In the days following the tragedy of Flight 752, Asal Andarzipour desperately held things together.
Two missiles struck the Ukraine International Airlines flight on Jan. 8, killing 13 Iranians with connections to the University of Alberta. As president of the Iranian Students' Association, Andarzipour was suddenly thrown into crisis management, fielding media calls, attending meetings with university administration and helping friends struggling to understand what had happened. She also sought help from the U of A's mental health services.
Students to receive posthumous degreesFive U of A students who were aboard Flight PS752 will be awarded their degrees posthumously on June 12:
Historically, posthumous degrees have been granted to students who were within one or two years of completion of degree requirements, who were in good standing and who had completed course work but not exams. |
"We call it a plane crash, but it was not a regular accident, it had a lot of complexities," Andarzipour said. "There were feelings of sorrow, but at the same time anger."
It wasn't the first time political conflict interrupted Andarzipour's studies. As an industrial design student at the University of Tehran, Andarzipour joined student protests in the "Green Movement," Iranian protests in the aftermath of the 2009 election. During a master's degree in upstate New York, her world was upended by the fledgling Trump administration's 2017 travel ban targeting Muslim countries. She threw together an application to study art history at the University of Alberta. Then disaster struck here too.
"Sometimes, I feel like as an Iranian, I have no way out," Andarzipour said. "It seems like you leave your country, your circumstances, but they keep coming with you."
East meets West
After a harrowing semester of memorial services, the COVID-19 pandemic came as a kind of relief.
Shortly after the plane was shot down, Andarzipour told a Canadian Press reporter that "silence is helpful" during a tragedy. Yet it wasn't until the sudden cancellation of normal life-social events and in-person classes-that Andarzipour finally experienced it herself.
"I found myself in my room, at my desk, just being able to study. Every time I find myself in a very stressful or hopeless situation, I feel that school is the answer, because you can find out more about the truth," said Andarzipour, who will graduate June 12 with a master's in the history of art, design and visual culture.
Andarzipour poured herself into her remaining coursework, including a capstone project in which she examined how the Persian Qajar dynasty was represented at the World's Fairs in late 19th-century Europe.
During those massive public events, the shah's travels to Europe turned him into an exotic icon of the distant East. Andarzipour examined the collisions of East and West, the construction of "Oriental" stereotypes and images around the monarch. The 1979 Iranian Revolution overturning the shah ended up creating a cultural identity crisis, Andarzipour said.
In a world of rising nationalism, religious and cultural stereotypes and mass migration, Andarzipour said a new era of image-building is underway.
"The same thing is happening right now," she said. "There are many migrations due to political circumstances; people are starting to make assumptions about each other."

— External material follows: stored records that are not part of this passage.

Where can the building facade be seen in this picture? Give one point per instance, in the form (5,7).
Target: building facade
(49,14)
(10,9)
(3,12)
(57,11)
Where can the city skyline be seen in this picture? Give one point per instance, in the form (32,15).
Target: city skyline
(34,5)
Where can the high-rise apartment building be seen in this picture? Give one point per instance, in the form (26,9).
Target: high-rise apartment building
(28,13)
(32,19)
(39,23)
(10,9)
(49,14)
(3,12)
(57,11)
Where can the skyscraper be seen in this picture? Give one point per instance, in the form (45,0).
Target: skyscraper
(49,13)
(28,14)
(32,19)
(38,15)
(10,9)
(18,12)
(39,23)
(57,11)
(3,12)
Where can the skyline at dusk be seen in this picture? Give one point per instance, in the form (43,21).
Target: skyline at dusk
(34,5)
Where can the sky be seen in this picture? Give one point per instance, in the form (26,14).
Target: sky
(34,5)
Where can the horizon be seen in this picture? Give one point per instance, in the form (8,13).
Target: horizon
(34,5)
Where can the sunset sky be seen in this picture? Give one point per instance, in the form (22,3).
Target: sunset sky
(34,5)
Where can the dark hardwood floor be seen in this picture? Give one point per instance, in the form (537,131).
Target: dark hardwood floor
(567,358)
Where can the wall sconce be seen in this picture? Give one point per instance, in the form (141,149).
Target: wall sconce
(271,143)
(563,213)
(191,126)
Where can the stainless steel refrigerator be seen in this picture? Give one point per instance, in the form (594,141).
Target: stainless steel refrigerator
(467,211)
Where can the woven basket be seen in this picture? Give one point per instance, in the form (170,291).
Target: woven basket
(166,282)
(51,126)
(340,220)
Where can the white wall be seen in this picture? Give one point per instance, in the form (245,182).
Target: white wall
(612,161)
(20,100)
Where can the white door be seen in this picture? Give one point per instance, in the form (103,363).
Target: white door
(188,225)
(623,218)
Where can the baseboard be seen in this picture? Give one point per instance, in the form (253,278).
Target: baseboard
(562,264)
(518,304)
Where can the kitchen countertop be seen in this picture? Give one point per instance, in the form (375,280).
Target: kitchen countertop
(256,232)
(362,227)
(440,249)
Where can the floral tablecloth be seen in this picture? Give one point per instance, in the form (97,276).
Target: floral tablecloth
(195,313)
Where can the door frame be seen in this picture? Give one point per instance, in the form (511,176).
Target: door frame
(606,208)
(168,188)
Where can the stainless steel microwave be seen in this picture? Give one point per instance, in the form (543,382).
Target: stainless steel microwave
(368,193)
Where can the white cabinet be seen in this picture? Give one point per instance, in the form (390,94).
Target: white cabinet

Andarzipour's study of history was a new turn in an education that had been largely studio-based and focused on practical problem-solving. Four years ago, she was neck-deep in a thesis in design at Syracuse University when Donald Trump shocked the world with his election. The looming international travel ban-targeted broadly at Muslim countries-left Andarzipour and hundreds of Iranian students scrambling to move to Canada and elsewhere.
The U of A has a long history of graduate students from the University of Tehran, so Andarzipour quickly found her footing in Edmonton. The switch from the studio to the library was an invigorating turn from function and problem-solving to meaning and critical thinking.
While she hopes to eventually return again to studies, she's looking for ways to combine her design skills and knowledge of art history, possibly working in an art gallery like she did at the U of A's FAB Gallery, or working in designing museum webpages. She plans on moving to Ontario, where her brother also lives, to look for work.
"I'm going to miss it. That's the feeling I have," Andarzipour said. "It's helped me with improving my abilities in critical thinking. I have the theory to back up my ideas."
Seeking answers
More than four months after the plane tragedy, there's still no black box, no public reckoning, no explanation for what happened on Jan. 8.
It's a familiar theme for Andarzipour and the Iranian diaspora.
"We still don't know what happened that caused the loss of 176 lives," she said. "It's a reminder that we really should seek justice. Because if we don't follow up, people are going to forget."
Like many members of her diaspora, Andarzipour feels pulled in opposing directions. She'd love to return home, yet fears what would happen if she did. She sees connections and continuity in a world that doesn't abide complexity. And she's marking an academic achievement while the feelings of grief, pain and loss are still fresh.
Her studies have added to that, teaching her to look at contemporary issues with an eye to the past. Where she'd previously seen east and west as opposites, she now understands them in continuous dialogue, like how language evolves and exchanges words and concepts.
It's why Andarzipour will continue talking about Flight 752, a disaster that was more than a mere accident, which could happen anywhere in the world and affect the people right next to you, particularly at a global hub like a university.
"Any of us could have been on that flight," she said. "Many of the passengers were people just like us: international students seeking better opportunities abroad."